Surgem então novos tipos de ciência (citemos, para a disciplina econômica, a teoria do caos), fundadas na intuição pelo menos tanto quanto no raciocínio, na admissão dos cientistas de que só podemos rezar para compreender tudo o que ainda não sabemos, a emergência dos limites daquela burocracia piramidal e hierárquica que outrora parecia a forma perfeita de organizar a cooperação entre os homens.
Daqui nasce uma atitude básica, caracterizada por uma mistura criativa de pensamento racional e intuição, por uma tolerância (quase celebração) da diversidade, pela máxima sensibilidade para a proteção ambiental. Um pensamento que prefere organizações horizontais iguais a sistemas verticais de autoridade, a assunção consensual de decisões e que mostra uma nova abertura para levantar questões de sentido, ética, intuição e espiritualidade nos assuntos públicos.
A tecnologia da informação, a consciência ecológica, a tolerância étnica, racial e sexual, o novo interesse pela espiritualidade, as mudanças nos padrões de consumo (no que diz respeito à alimentação, ao trabalho e à mobilidade), indicam uma nova visão do mundo e o desejo de uma vida mais sustentável.
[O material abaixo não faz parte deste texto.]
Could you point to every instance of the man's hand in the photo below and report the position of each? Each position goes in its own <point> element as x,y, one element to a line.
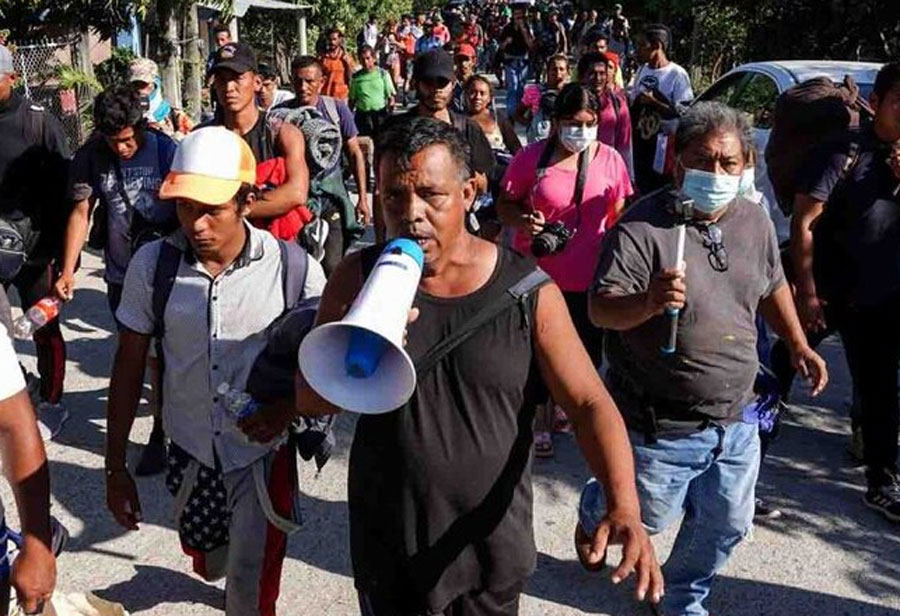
<point>811,311</point>
<point>122,499</point>
<point>33,575</point>
<point>64,288</point>
<point>269,422</point>
<point>811,366</point>
<point>667,290</point>
<point>363,211</point>
<point>638,556</point>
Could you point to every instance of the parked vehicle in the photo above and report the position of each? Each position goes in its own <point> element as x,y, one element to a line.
<point>753,88</point>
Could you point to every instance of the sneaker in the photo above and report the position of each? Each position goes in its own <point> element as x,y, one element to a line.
<point>885,499</point>
<point>856,448</point>
<point>762,511</point>
<point>543,445</point>
<point>153,457</point>
<point>51,418</point>
<point>59,536</point>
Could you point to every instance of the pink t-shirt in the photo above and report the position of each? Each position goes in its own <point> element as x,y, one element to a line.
<point>607,183</point>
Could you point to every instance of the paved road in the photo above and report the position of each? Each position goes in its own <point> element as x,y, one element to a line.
<point>828,556</point>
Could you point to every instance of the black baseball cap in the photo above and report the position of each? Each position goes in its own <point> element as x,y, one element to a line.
<point>238,57</point>
<point>433,64</point>
<point>266,71</point>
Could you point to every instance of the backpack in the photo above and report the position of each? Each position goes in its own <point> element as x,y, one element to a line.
<point>807,115</point>
<point>322,135</point>
<point>272,375</point>
<point>539,128</point>
<point>18,235</point>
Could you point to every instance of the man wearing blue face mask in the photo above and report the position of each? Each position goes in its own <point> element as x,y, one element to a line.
<point>696,451</point>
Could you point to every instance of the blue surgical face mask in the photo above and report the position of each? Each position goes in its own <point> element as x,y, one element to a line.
<point>709,191</point>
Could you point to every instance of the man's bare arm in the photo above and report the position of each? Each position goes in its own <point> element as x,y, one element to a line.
<point>601,435</point>
<point>125,388</point>
<point>340,291</point>
<point>295,190</point>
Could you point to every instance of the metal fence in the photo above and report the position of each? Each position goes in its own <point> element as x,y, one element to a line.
<point>38,66</point>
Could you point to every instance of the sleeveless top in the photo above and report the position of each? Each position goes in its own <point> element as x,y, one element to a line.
<point>260,138</point>
<point>440,490</point>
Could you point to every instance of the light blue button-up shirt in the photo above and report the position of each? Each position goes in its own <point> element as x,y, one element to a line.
<point>214,330</point>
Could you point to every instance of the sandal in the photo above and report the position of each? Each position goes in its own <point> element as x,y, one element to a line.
<point>543,445</point>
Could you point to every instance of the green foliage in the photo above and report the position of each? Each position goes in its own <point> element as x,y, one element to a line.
<point>71,78</point>
<point>114,70</point>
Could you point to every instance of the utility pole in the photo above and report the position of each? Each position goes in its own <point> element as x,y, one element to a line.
<point>193,63</point>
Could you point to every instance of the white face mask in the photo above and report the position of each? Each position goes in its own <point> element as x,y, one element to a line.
<point>576,139</point>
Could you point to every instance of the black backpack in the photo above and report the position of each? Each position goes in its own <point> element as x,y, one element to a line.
<point>18,235</point>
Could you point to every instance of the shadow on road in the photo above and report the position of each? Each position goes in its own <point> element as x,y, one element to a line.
<point>151,586</point>
<point>564,582</point>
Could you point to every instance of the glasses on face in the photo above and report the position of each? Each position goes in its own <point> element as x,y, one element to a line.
<point>712,241</point>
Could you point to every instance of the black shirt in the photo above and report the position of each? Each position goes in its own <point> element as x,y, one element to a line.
<point>34,170</point>
<point>440,490</point>
<point>480,156</point>
<point>857,240</point>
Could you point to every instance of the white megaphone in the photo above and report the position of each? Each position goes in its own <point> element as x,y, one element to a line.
<point>358,364</point>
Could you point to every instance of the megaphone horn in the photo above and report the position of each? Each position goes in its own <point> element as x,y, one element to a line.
<point>358,363</point>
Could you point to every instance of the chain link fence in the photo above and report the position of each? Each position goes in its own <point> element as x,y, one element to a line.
<point>38,65</point>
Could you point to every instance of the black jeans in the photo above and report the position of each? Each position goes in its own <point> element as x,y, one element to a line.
<point>872,343</point>
<point>478,603</point>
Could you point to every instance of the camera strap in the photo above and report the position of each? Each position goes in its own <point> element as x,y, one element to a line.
<point>580,181</point>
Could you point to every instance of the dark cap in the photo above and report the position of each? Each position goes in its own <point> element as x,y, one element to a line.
<point>433,64</point>
<point>238,57</point>
<point>266,71</point>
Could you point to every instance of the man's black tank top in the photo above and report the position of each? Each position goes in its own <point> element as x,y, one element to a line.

Estas mudanças de valores já estão em curso nos países mais avançados (da América do Norte e do Norte da Europa), onde as pessoas estão a perder a confiança nas instituições hierárquicas e tendem a colocar a sustentabilidade ambiental à frente do crescimento económico. Por vezes, é o próprio processo de globalização que impulsiona, direta ou indiretamente, comportamentos que dizem respeito não apenas aos indivíduos e às famílias, mas também às empresas. Numa sociedade global, o conceito de proximidade vai muito além das fronteiras tradicionais. “Ser próximo” significa considerar como nosso qualquer acontecimento externo a nós. Cada inovação, conquista e catástrofe afeta o mundo inteiro e leva-nos a reorientar e reorganizar as nossas vidas e as nossas ações ao longo do eixo local-global.
Repensar com esforço inovador como interpretar este e outros desafios e direcionar as transformações necessárias é uma tarefa urgente da qual ninguém pode escapar. As idéias oferecidas aqui são apenas iniciais. Outros têm o fardo de variações maiores e melhores.